Reindex APIedit

Reindex Requestedit

A ReindexRequest can be used to copy documents from one or more indexes into a destination index.

It requires an existing source index and a target index which may or may not exist pre-request. Reindex does not attempt to set up the destination index. It does not copy the settings of the source index. You should set up the destination index prior to running a _reindex action, including setting up mappings, shard counts, replicas, etc.

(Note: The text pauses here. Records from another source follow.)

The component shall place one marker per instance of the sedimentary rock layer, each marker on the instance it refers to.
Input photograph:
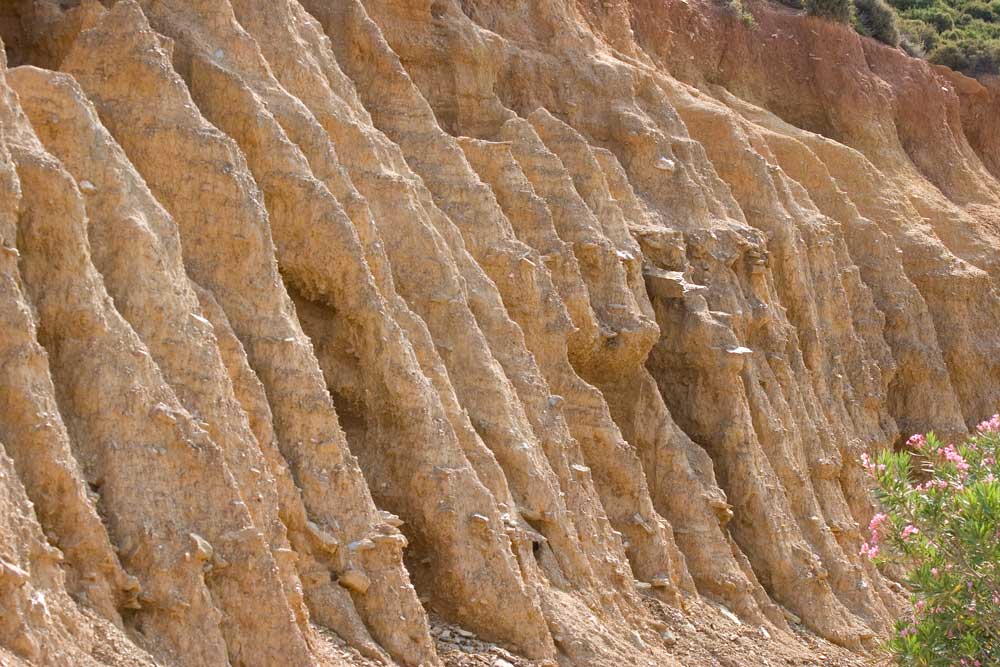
(330, 321)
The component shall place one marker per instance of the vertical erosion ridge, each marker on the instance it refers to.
(439, 333)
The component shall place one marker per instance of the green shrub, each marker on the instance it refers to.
(968, 56)
(981, 11)
(875, 18)
(833, 10)
(941, 528)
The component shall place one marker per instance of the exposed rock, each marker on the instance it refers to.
(576, 315)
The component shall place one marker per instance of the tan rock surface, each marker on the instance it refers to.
(577, 316)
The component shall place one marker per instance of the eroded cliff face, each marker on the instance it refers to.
(458, 332)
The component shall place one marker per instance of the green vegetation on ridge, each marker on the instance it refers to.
(961, 34)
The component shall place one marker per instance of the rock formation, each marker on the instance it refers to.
(453, 332)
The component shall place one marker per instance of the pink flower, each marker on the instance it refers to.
(991, 425)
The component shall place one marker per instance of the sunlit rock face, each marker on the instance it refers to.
(385, 332)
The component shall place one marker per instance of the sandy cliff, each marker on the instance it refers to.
(456, 332)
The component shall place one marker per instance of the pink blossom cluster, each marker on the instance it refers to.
(991, 425)
(950, 453)
(931, 484)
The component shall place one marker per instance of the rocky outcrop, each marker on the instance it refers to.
(362, 331)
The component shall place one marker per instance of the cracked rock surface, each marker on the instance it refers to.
(454, 332)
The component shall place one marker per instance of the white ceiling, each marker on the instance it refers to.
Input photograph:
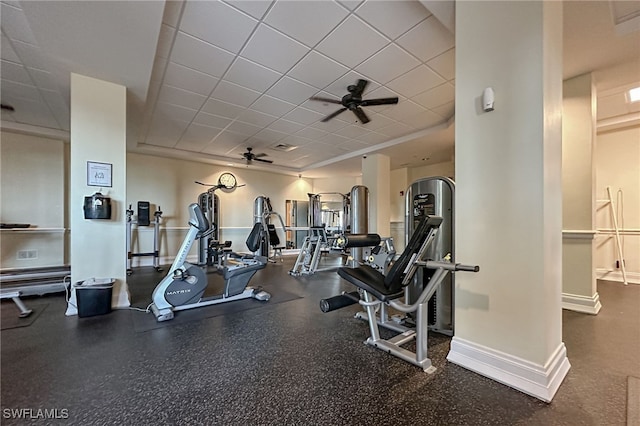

The simplest form of a ReindexRequest looks like this:

ReindexRequest request = new ReindexRequest(); 
request.setSourceIndices("source1", "source2"); 
request.setDestIndex("dest");  

Creates the ReindexRequest

Adds a list of sources to copy from

Adds the destination index

The dest element can be configured like the index API to control optimistic concurrency control. Just leaving out versionType (as above) or setting it to internal will cause Elasticsearch to blindly dump documents into the target. Setting versionType to external will cause Elasticsearch to preserve the version from the source, create any documents that are missing, and update any documents that have an older version in the destination index than they do in the source index.

request.setDestVersionType(VersionType.EXTERNAL); 

Set the versionType to EXTERNAL

Setting opType to create will cause _reindex to only create missing documents in the target index. All existing documents will cause a version conflict. The default opType is index.

request.setDestOpType("create"); 

Set the opType to create

By default version conflicts abort the _reindex process but you can just count them instead with:

request.setConflicts("proceed"); 

Set proceed on version conflict

You can limit the documents by adding a query.

request.setSourceQuery(new TermQueryBuilder("user", "kimchy")); 

Only copy documents which have field user set to kimchy

It’s also possible to limit the number of processed documents by setting maxDocs.

request.setMaxDocs(10); 

Only copy 10 documents

By default _reindex uses batches of 1000. You can change the batch size with sourceBatchSize.

request.setSourceBatchSize(100); 

Use batches of 100 documents

Reindex can also use the ingest feature by specifying a pipeline.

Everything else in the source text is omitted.